As further recognized by the inventors, a light baffle that reflects light may encounter limitations affecting the performance and functionality of the imaging system. For example, reflective surfaces of the baffle may not completely eliminate stray light, as some light may still scatter and reach the image sensor, leading to unwanted reflections and glare. This scattering may degrade image quality by reducing contrast and clarity.

As discovered by the inventors, a light baffle that combines light absorbing qualities and light reflecting qualities may have the beneficial qualities of each but may also minimize the drawbacks of each. In this way, as discovered by the inventors, a “hybrid” baffle may maintain a low amount of stray light while also reflecting and/or absorbing away a majority of the incident energy incident beyond the field of view of the image sensor.

In some embodiments, a light baffle as disclosed herein may be part of an imaging system or an optical system, such as, for example: a camera; an imaging system for imaging light (or energy) of certain frequencies (e.g., visible light, infrared light, ultraviolet light, etc.); an X-ray imaging system; a thermal imaging system; a telescope (e.g., an astronomical observation telescope, or an earth observation telescope); an industrial inspection system; an optical communications system (e.g., a free-space optical link for communications); an optical power transfer system (e.g., a free-space optical link for power beaming); or other such system as will become apparent to one having ordinary skill in the art.

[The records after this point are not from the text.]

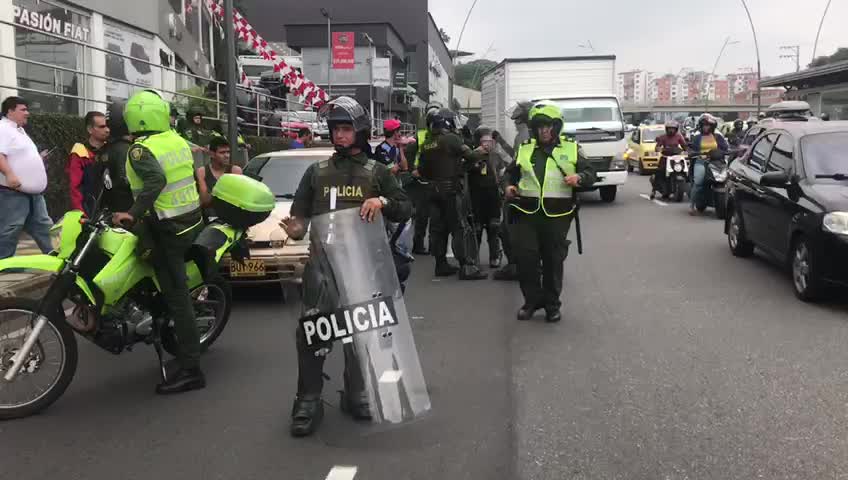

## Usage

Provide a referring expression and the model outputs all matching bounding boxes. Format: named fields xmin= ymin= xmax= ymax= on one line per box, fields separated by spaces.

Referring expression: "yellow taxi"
xmin=624 ymin=125 xmax=665 ymax=175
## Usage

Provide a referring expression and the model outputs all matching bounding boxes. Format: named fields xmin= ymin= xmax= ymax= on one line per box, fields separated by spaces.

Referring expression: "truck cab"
xmin=548 ymin=96 xmax=627 ymax=203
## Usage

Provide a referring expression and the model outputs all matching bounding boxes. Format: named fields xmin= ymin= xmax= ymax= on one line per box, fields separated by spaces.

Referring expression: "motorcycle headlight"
xmin=50 ymin=222 xmax=62 ymax=251
xmin=822 ymin=212 xmax=848 ymax=235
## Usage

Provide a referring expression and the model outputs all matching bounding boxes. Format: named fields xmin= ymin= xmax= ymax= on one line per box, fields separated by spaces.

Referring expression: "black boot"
xmin=156 ymin=367 xmax=206 ymax=395
xmin=459 ymin=265 xmax=489 ymax=280
xmin=545 ymin=308 xmax=562 ymax=323
xmin=492 ymin=263 xmax=518 ymax=282
xmin=289 ymin=394 xmax=324 ymax=437
xmin=516 ymin=305 xmax=539 ymax=322
xmin=436 ymin=258 xmax=459 ymax=277
xmin=341 ymin=391 xmax=372 ymax=420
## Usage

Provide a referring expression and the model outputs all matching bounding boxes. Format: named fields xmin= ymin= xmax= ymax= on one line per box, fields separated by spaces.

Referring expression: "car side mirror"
xmin=760 ymin=172 xmax=789 ymax=188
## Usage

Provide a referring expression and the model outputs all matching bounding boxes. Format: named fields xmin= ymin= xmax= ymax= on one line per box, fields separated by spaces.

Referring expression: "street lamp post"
xmin=741 ymin=0 xmax=763 ymax=117
xmin=321 ymin=8 xmax=333 ymax=98
xmin=224 ymin=0 xmax=238 ymax=154
xmin=813 ymin=0 xmax=831 ymax=60
xmin=704 ymin=37 xmax=739 ymax=112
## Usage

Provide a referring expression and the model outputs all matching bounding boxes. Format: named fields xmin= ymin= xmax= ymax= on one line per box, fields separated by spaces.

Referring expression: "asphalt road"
xmin=0 ymin=176 xmax=848 ymax=480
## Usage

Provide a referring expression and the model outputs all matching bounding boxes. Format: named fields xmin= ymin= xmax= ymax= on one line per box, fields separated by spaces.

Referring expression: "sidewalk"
xmin=0 ymin=234 xmax=51 ymax=298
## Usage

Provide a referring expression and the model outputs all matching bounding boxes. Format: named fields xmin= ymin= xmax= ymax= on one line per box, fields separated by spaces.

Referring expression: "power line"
xmin=780 ymin=45 xmax=801 ymax=72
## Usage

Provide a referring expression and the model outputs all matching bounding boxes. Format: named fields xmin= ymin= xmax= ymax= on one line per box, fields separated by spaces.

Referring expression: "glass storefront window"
xmin=13 ymin=0 xmax=90 ymax=115
xmin=821 ymin=89 xmax=848 ymax=120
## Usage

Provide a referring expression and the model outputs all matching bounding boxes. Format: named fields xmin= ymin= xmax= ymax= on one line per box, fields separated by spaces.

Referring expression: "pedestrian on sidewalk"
xmin=0 ymin=96 xmax=53 ymax=259
xmin=65 ymin=112 xmax=109 ymax=217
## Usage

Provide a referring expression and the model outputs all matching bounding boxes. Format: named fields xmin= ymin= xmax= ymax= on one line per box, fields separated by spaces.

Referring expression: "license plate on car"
xmin=230 ymin=260 xmax=265 ymax=277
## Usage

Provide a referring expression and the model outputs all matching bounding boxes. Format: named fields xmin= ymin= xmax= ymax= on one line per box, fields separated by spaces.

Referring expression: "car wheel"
xmin=790 ymin=237 xmax=824 ymax=302
xmin=727 ymin=209 xmax=754 ymax=258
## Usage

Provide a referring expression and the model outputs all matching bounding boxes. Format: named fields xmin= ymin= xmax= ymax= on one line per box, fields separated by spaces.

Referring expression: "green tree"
xmin=454 ymin=59 xmax=497 ymax=90
xmin=808 ymin=47 xmax=848 ymax=68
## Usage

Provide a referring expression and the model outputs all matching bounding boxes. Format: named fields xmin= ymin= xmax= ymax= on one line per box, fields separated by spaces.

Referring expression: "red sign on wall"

One having ordinary skill in the art will understand that optical devices besides imaging devices—for example, optical communication devices or optical power transfer devices—may also use one or more of the embodiments disclosed herein, in the same or similar manner as disclosed herein. However, for the purposes of simplicity and clarity, reference herein is generally to imaging devices.

FIGS. 1A and 1B depict isometric section views of an exemplary baffle assembly 100 according to some embodiments. The isometric section views in FIGS. 1A and 1B depict a same half of baffle assembly 100, where the isometric section view in FIG. 1B depicts baffle assembly 100 rotated 90 degrees clockwise about a z-axis from the isometric section view in FIG. 1A. The other half of baffle assembly 100, which is not depicted in FIGS. 1A and 1B, is a mirror image of the half of baffle assembly 100 depicted in FIGS. 1A and 1B.

Baffle assembly 100 may be a light baffle or part of a light baffle. Baffle assembly 100 may include two opposite sides: a front or light entry side 132 and a back or imaging device side 134. The imaging device side 134 may face an imaging device, such as imaging device 202 in FIG. 2. The light entry side 132 may be the side of the baffle assembly 100 designed for light to enter baffle assembly 100, and the imaging device side 134 may be the side of baffle assembly 100 designed for light to exit baffle assembly 100. Light may enter baffle assembly 100 at the light entry side 132, pass through baffle assembly 100, and exit baffle assembly 100 at the imaging device side 134. Light exiting baffle assembly 100 at the imaging device side 134 may be imaged by an imaging device, such as imaging device 202 in FIG. 2.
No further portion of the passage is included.